Calpain inhibition and insulin action in cultured human muscle cells

Variation in the calpain 10 gene has been reported to increase susceptibility to type 2 diabetes. Part of this susceptibility appears to be mediated by a decrease in whole body insulin sensitivity. As skeletal muscle is the primary tissue site of the peripheral insulin resistance in type 2 diabetes, the aim of this study was to use a human skeletal muscle cell culture system to explore the effects of calpain inhibition on insulin action.
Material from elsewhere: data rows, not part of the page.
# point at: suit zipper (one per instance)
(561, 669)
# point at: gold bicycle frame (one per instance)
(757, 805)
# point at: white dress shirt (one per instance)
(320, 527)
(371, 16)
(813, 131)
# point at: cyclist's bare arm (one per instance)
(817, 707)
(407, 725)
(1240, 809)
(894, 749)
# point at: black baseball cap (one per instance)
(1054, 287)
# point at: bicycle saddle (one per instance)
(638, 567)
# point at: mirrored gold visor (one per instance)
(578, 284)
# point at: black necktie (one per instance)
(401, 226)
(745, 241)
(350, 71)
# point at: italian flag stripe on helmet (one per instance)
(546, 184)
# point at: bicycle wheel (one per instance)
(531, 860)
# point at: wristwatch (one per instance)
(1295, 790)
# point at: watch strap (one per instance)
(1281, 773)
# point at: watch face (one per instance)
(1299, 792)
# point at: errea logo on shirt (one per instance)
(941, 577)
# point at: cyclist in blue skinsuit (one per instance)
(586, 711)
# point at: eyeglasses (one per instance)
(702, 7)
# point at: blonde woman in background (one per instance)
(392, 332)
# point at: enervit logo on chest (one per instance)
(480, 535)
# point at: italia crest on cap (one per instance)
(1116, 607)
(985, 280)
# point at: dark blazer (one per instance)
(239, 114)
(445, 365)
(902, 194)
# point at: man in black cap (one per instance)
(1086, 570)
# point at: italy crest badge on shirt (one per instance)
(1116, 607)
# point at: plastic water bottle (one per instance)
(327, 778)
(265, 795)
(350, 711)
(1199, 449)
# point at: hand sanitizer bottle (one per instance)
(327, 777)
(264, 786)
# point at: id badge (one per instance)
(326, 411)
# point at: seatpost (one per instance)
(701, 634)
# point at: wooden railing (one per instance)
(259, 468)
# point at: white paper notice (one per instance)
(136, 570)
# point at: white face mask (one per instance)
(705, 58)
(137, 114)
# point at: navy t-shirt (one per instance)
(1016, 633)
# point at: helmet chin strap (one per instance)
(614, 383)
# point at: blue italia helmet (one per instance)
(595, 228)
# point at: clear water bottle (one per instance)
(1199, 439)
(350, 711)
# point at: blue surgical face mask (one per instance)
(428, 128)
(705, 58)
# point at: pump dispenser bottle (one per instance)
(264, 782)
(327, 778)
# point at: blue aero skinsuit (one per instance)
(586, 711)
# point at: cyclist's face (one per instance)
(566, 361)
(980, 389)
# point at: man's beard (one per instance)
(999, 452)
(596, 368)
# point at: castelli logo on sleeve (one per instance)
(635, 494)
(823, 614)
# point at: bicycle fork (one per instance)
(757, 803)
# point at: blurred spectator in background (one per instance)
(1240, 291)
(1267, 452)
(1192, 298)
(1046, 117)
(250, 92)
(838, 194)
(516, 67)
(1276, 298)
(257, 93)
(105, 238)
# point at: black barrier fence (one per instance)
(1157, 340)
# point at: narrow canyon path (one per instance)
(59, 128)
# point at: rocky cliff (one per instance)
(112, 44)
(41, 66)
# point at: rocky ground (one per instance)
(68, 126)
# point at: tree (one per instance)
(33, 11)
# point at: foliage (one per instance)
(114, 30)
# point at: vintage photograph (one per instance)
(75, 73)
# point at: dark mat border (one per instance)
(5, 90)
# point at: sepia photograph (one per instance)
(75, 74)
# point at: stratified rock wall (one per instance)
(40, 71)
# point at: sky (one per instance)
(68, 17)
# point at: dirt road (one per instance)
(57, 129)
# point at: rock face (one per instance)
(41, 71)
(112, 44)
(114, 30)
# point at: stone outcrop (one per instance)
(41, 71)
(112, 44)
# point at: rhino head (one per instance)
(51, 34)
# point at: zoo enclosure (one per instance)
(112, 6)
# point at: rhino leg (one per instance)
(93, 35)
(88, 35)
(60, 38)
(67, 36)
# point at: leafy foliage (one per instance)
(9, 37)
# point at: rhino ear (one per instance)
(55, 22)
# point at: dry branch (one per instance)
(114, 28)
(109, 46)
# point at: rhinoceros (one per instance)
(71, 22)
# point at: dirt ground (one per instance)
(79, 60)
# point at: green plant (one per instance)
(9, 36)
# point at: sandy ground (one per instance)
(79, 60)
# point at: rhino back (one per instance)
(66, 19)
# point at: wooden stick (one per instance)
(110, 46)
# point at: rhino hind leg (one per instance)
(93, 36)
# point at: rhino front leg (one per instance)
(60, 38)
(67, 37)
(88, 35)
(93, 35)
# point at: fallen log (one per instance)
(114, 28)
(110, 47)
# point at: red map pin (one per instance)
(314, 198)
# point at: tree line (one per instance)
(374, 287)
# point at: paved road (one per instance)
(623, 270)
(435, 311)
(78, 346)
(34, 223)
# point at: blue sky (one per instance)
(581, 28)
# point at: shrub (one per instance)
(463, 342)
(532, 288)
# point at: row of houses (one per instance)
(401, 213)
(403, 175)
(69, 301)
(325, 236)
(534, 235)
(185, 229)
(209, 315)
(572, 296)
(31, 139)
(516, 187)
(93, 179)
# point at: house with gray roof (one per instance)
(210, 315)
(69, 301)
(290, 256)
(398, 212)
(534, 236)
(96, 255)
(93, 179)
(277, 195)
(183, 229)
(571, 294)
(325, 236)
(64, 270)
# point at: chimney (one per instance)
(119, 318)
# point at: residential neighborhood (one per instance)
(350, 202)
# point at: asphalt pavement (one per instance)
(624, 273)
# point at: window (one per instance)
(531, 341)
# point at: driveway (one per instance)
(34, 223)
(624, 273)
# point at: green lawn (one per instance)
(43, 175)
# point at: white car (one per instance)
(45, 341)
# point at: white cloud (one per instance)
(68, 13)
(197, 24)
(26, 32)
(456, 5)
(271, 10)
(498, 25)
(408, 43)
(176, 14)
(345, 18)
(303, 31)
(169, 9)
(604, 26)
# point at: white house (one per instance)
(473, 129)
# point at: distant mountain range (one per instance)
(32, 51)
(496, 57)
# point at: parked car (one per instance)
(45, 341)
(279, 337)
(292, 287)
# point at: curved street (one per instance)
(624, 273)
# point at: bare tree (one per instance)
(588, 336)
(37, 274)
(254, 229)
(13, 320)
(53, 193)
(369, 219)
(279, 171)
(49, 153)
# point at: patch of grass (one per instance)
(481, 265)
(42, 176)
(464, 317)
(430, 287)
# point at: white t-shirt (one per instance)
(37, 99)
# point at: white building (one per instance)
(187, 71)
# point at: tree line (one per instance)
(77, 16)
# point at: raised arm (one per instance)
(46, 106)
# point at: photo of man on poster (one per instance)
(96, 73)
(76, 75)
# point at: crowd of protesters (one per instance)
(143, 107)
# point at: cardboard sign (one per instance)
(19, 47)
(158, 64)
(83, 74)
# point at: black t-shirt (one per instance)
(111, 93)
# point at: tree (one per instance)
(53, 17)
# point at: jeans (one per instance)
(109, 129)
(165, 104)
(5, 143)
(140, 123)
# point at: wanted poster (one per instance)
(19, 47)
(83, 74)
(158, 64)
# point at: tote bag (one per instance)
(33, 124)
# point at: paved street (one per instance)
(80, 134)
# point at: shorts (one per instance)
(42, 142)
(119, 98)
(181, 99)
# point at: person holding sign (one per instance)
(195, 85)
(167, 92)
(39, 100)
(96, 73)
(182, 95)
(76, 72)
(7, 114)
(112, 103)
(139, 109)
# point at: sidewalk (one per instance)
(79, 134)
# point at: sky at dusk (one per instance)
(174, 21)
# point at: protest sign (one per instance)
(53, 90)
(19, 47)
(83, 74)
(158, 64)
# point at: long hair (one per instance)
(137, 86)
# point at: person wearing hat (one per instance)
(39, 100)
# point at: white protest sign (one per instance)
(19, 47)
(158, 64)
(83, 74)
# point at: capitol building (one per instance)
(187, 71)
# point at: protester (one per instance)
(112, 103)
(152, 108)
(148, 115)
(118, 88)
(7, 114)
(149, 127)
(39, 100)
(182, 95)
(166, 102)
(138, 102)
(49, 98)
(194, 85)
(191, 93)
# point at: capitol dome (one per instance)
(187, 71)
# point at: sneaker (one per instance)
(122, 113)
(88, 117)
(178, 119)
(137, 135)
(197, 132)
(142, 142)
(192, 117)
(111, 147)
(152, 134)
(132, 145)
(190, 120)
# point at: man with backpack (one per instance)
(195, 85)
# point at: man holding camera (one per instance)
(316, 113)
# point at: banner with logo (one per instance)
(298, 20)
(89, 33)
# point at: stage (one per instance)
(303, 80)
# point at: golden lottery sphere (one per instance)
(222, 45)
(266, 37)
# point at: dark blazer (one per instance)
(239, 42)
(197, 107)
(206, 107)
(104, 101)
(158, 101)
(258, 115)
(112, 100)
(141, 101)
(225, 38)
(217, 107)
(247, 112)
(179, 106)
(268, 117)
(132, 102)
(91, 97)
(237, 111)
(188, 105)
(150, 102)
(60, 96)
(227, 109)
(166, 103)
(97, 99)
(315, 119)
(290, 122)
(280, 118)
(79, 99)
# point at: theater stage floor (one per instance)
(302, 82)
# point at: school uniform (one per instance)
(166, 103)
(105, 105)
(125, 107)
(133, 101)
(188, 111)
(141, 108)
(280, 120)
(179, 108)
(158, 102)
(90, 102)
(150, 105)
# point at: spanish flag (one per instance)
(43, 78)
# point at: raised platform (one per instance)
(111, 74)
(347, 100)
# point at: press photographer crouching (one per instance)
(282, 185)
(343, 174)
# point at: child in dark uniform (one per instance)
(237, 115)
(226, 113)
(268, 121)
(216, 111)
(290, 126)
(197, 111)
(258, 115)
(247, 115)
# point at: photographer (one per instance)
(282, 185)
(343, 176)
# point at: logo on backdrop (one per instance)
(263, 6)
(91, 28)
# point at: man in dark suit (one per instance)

Calpain 10 mRNA and protein expression was examined in cultured myoblasts, myotubes, and whole skeletal muscle from non-diabetic subjects using RT-PCR and Western blotting. Changes in insulin-stimulated glucose uptake and glycogen synthesis in response to the calpain inhibitors ALLN and ALLM were measured. Calpain 10 expression was confirmed in cultured human myoblasts, myotubes, and native skeletal muscle. Insulin-stimulated glucose uptake was significantly decreased following preincubation with ALLN [404 ± 40 vs 505 ± 55 (mean ± SEM) pmol/mg/min; with vs without ALLN: p = 0.04] and ALLM [455 ± 38 vs 550 ± 50 pmol/mg/min; with vs without ALLM: p = 0.025] in day 7 fused myotubes, but not in myoblasts. Neither ALLN nor ALLM affected insulin-stimulated glycogen synthesis in myoblasts or myotubes. These studies confirm calpain 10 expression in cultured human muscle cells and support a role for calpains in insulin-stimulated glucose uptake in human skeletal muscle cells that may be relevant to the pathogenesis of the peripheral insulin resistance in type 2 diabetes.